Key Present in Description
text all parsers Markdown-formatted document text
images pdf, docx, pptx, xlsx {filename: base64_str_or_bytes}
metadata all parsers dotdict with parser-specific info

3. PDF

from io import BytesIO
import msgflux as mf
from pypdf import PdfWriter

# Create a minimal PDF in memory
writer = PdfWriter()
writer.add_blank_page(width=612, height=792)
buf = BytesIO()
writer.write(buf)

# Parse
parser = mf.Parser.pdf("pypdf")
response = parser(buf.getvalue())

print(response.data["text"])
print(response.data["metadata"].num_pages)        # 1
print(response.data["metadata"].extraction_mode)  # "layout"

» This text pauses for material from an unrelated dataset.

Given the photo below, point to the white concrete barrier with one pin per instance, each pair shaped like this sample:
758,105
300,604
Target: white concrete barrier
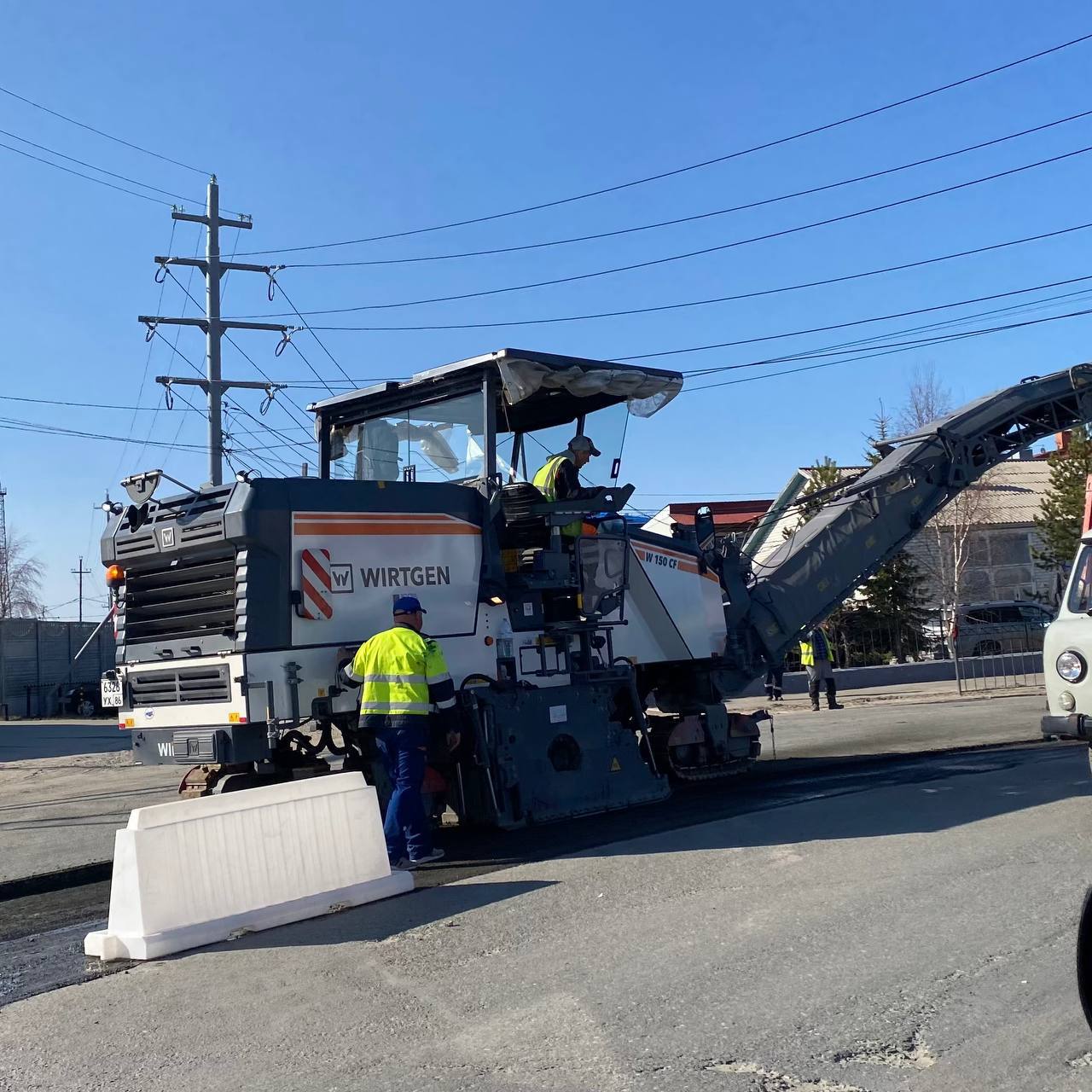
195,872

data keys: text, images, metadata

metadata fields: num_pages, extraction_mode, pdf_info (optional — title, author, subject)


4. Word (.docx)

from io import BytesIO
import msgflux as mf
from docx import Document

# Create a minimal DOCX in memory
doc = Document()
doc.add_heading("Hello World", 0)
doc.add_paragraph("This is a paragraph.")
table = doc.add_table(rows=2, cols=2)
table.cell(0, 0).text = "Name"
table.cell(0, 1).text = "Value"
table.cell(1, 0).text = "Alice"
table.cell(1, 1).text = "42"
buf = BytesIO()
doc.save(buf)

# Parse
parser = mf.Parser.docx("python_docx")
response = parser(buf.getvalue())

print(response.data["text"])
# # Hello World
#
# This is a paragraph.
#
# | Name | Value |
# | --- | --- |
# | Alice | 42 |

print(response.data["metadata"].num_tables)  # 1

data keys: text, images, metadata

metadata fields: num_paragraphs, num_tables, num_images, table_format, docx_info (optional)


5. PowerPoint (.pptx)

from io import BytesIO
import msgflux as mf
from pptx import Presentation

# Create a minimal PPTX in memory
prs = Presentation()
slide = prs.slides.add_slide(prs.slide_layouts[0])
slide.shapes.title.text = "Hello World"
slide.placeholders[1].text = "Subtitle text"
buf = BytesIO()
prs.save(buf)

# Parse
parser = mf.Parser.pptx("python_pptx")
response = parser(buf.getvalue())

print(response.data["text"])
# <!-- Slide number: 1 -->
# # Hello World
#
# Subtitle text

print(response.data["metadata"].num_slides)  # 1

data keys: text, images, metadata

metadata fields: num_slides, include_notes, pptx_info (optional)


6. Excel (.xlsx)

from io import BytesIO
import msgflux as mf
from openpyxl import Workbook

# Create a minimal XLSX in memory
wb = Workbook()
ws = wb.active
ws.append(["Name", "Value"])
ws.append(["Alice", 42])
ws.append(["Bob", 7])
buf = BytesIO()
wb.save(buf)

# Parse
parser = mf.Parser.xlsx("openpyxl")
response = parser(buf.getvalue())

print(response.data["text"])
# <!-- Sheet: Sheet -->
# | Name | Value |
# | --- | --- |
# | Alice | 42 |
# | Bob | 7 |

print(response.data["metadata"].num_sheets)  # 1

data keys: text, images, metadata

metadata fields: num_sheets, sheet_names, table_format


7. CSV / TSV

import msgflux as mf

csv_content = b"product,qty,price\nwidget,10,5.99\ngadget,3,19.99\n"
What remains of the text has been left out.